Вместо ответа Татс прошел к скульптуре, изображавшей женщину с корзинкой, и приложил кончики пальцев к ее руке. На лице его мигом появилось выражение недоумения, а взгляд стал невидящим. Тимара наблюдала за тем, как сознание ее друга уплывает прочь, соединяясь с воспоминаниями каменной незнакомки. Татс прикрыл веки, мышцы его расслабились: он бродил по чужой жизни. Юноша поник, ссутулился и, откровенно говоря, сделался похожим на слабоумного. Тимаре все это не понравилось, но она знала, что сейчас обращаться к нему бесполезно. Он вернется к ней тогда, когда сам пожелает, — и не раньше.
Она едва успела об этом подумать, как Татс открыл глаза. Его зрачки сузились, а потом он моргнул и улыбнулся подруге:
— Нет, ты не права. Цветы разводили просто ради красоты и чудесного аромата. Их привезли издалека, из очень теплой страны, и они могли расти только здесь. А это — скульптура Старшей. Она написала семь книг о растениях, где подробно рассказывается, как правильно за ними ухаживать. А еще эта женщина объяснила, как можно заставить бутоны стать крупнее или улучшить их оттенки и запахи, изменяя состав почвы и добавляя что-то в воду.
Тимара подтянула колени к груди. Скамейки были такими же, как и кровать в ее комнате: казались каменными, но стоило на них немного посидеть, и они превращались в мягкие и удобные ложа.
Девушка изумленно покачала головой:
— Небось эта Старшая посвятила цветам немало времени!
— Да уж, целых десять лет. И заслужила немалое уважение.
— У меня это просто в голове не укладывается.
— А я, кажется, понимаю. Полагаю, это связано с тем, сколько человек рассчитывает прожить. — Татс помолчал и смущенно откашлялся. — Когда я задумываюсь о нас двоих и о том, сколько лет я мог бы провести с тобой, то начинаю ко многому относиться иначе.
Тимара покосилась на него и ничего не ответила, а юноша подошел к ней и устроился рядом на скамье. Какое-то время он пристально смотрел на подругу, а затем лег на спину и уставился в небо, которое виднелось сквозь покрытое пылью стекло. И вдруг произнес:
— Мы тут с Рапскалем поговорили. Насчет тебя.
Тимара напряглась.
— Вот как? — Она услышала в своем голосе ледяной холод.

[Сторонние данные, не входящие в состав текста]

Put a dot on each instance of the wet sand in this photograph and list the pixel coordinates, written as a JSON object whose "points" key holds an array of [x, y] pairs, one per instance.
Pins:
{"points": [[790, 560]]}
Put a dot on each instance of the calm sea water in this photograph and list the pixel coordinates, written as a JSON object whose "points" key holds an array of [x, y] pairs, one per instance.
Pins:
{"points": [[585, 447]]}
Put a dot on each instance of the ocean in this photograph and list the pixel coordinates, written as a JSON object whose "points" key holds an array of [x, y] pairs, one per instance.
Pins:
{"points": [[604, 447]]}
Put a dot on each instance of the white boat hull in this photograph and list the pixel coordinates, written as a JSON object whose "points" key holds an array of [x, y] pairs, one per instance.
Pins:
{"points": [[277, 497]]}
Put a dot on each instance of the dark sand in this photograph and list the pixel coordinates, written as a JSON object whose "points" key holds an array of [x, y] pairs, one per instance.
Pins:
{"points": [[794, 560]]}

На губах у Татса заиграла легкая улыбка.
— Ну да. Или тебе больше понравилось бы, если бы мы подрались? Мы оба прекрасно понимали, что до этого может дойти. Рапскаль меняется, вбирая воспоминания древнего Старшего. Он становится… — Татс оборвал себя на полуслове и, немного помолчав, продолжил: — Напористым. — Но Тимара почувствовала, что изначально юноша хотел дать своему сопернику иную характеристику. — И именно у Рапскаля хватило мудрости сказать, что ему не хочется ссориться со мной. Что мы слишком долго были друзьями, чтобы под влиянием ревности вдруг превратиться во врагов.

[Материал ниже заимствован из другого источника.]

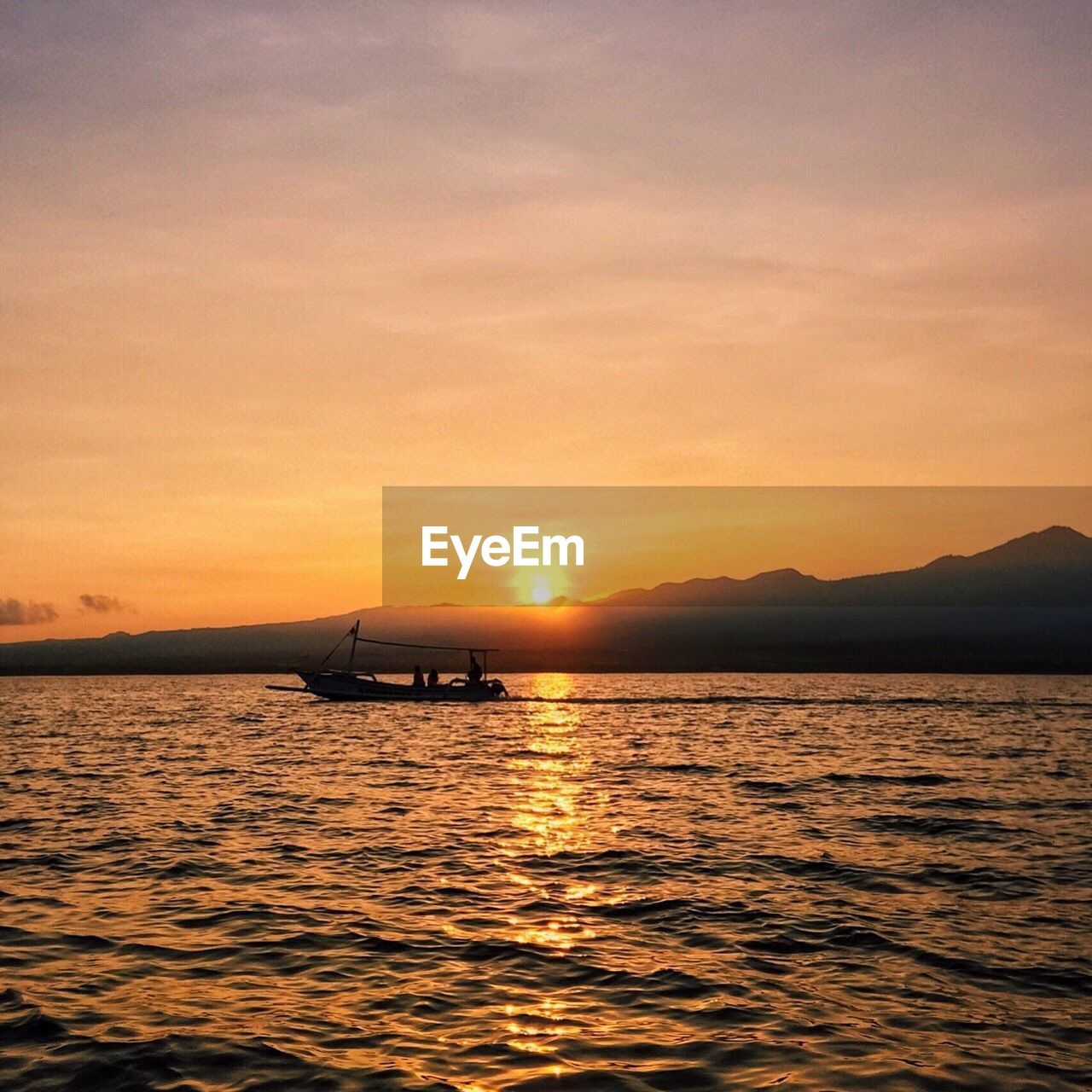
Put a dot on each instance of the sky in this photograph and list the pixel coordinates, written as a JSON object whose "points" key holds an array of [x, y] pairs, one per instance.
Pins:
{"points": [[259, 260]]}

Тимара замерла, пытаясь проанализировать свои чувства. Ее раздирали обида и гнев. Интересное дело: а саму ее соперники, выходит, попросту не приняли во внимание? Похоже, они пришли к какому-то решению, а ее мнения даже и не спросили.
— И что вы двое надумали? — Она с трудом сдерживалась, чтобы не взорваться.

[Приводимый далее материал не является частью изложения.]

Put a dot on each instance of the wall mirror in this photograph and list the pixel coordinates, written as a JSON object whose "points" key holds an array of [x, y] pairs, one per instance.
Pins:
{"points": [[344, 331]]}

Татс осторожно взял ее за кисть. Она не стала отнимать руку, но на пожатие его пальцев не ответила.
— Успокойся, Тимара. В отличие от Грефта, мы оба понимаем, что нельзя принуждать девушку сделать выбор. Ты обоих нас в этом убедила. Когда — и если — ты захочешь быть с одним из нас, то так и поступишь. А пока… — Он тихо вздохнул и наконец посмотрел на нее.
— А пока вам обоим остается только ждать, — подытожила Тимара и почувствовала удовлетворение: «Вот так-то, ребята, все зависит только от меня».
— Ну да. Правда, есть и другие варианты.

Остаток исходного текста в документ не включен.